JP2617422B2 - Wafer prober and semiconductor wafer measuring method - Google Patents

Description

DETAILED DESCRIPTION OF THE INVENTION

[0001]

BACKGROUND OF THE INVENTION The disclosed technology relates to the technical field of measuring the electrical characteristics of a semiconductor wafer.

[0002]

2. Description of the Related Art In a semiconductor wafer prober which performs a final check step of a semiconductor wafer, recently, the size of the semiconductor wafer has been required to be large, super-integrated, and multi-pinned. In order to cope with the problem, a technique of processing by applying overdrive has been proposed.

[0003] As shown in FIGS. 3 and 4, the conventional general semiconductor wafer measurement technique employs a probe card 7.
Are provided at a lower portion substantially at the center of the head plate 21, and the tips of the needles 3, 4 (only two are shown for convenience of illustration) are all connected to the mounting table 5 before and after the attachment. The fulcrum 1 is arranged so as to keep the same height, and the fulcrum 1 which rotates with respect to the head plate 21 and the screw 6 which raises and lowers the application point 2 side with respect to the mounting table 5 of the semiconductor wafer 13 with respect to the application point 2 are provided. The probe card 7 is provided at a midpoint position on a straight line connecting the fulcrum 1 and the action point 2, and the tips 15, 16 of the needles 3, 4 are arranged side by side on the lower surface thereof.

[0004] The rotation of the screw 6 about the front fulcrum 1 at the front of the head plate 21 causes the opposite side of the head plate 21 to pivotally descend with respect to the mounting table 5 so that the semiconductor wafer on the mounting table 5 can be rotated.

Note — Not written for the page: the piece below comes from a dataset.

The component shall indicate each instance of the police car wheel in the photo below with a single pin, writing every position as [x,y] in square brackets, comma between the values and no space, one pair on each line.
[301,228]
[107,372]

The measurement is performed in such a manner that the needle tips 15 and 16 are brought into contact with 13.

When the overdrive is applied, as shown in FIG. 5, the tip 16 of the needle 4 closer to the fulcrum 1 is placed in front of the tip 15 of the needle 3 closer to the other working point 2 by the semiconductor. When the screw 6 is rotated so that the needle tip 15 of the needle 3 which is in contact with the wafer 13 but is closer to the action point 2 comes into contact with the semiconductor wafer 13, the needle 3 which is closer to the action point 2 The needle tip 15 also contacts the semiconductor wafer 13 as shown in FIG. 4, but the needle tip 16 of the needle 4 closer to the fulcrum 1 is held down by the semiconductor wafer 13 during that time, and as shown in FIG. The needle L is bent in the vertical direction, and the gap L between the needles 4 and 3 is shifted by p.

[0006]

In such a state, applying overdrive from the outside in such a state results in applying uneven needle pressure to the entire electrode pad surface formed on the semiconductor wafer 13, The needles 3 and 4 may protrude from the electrode pads.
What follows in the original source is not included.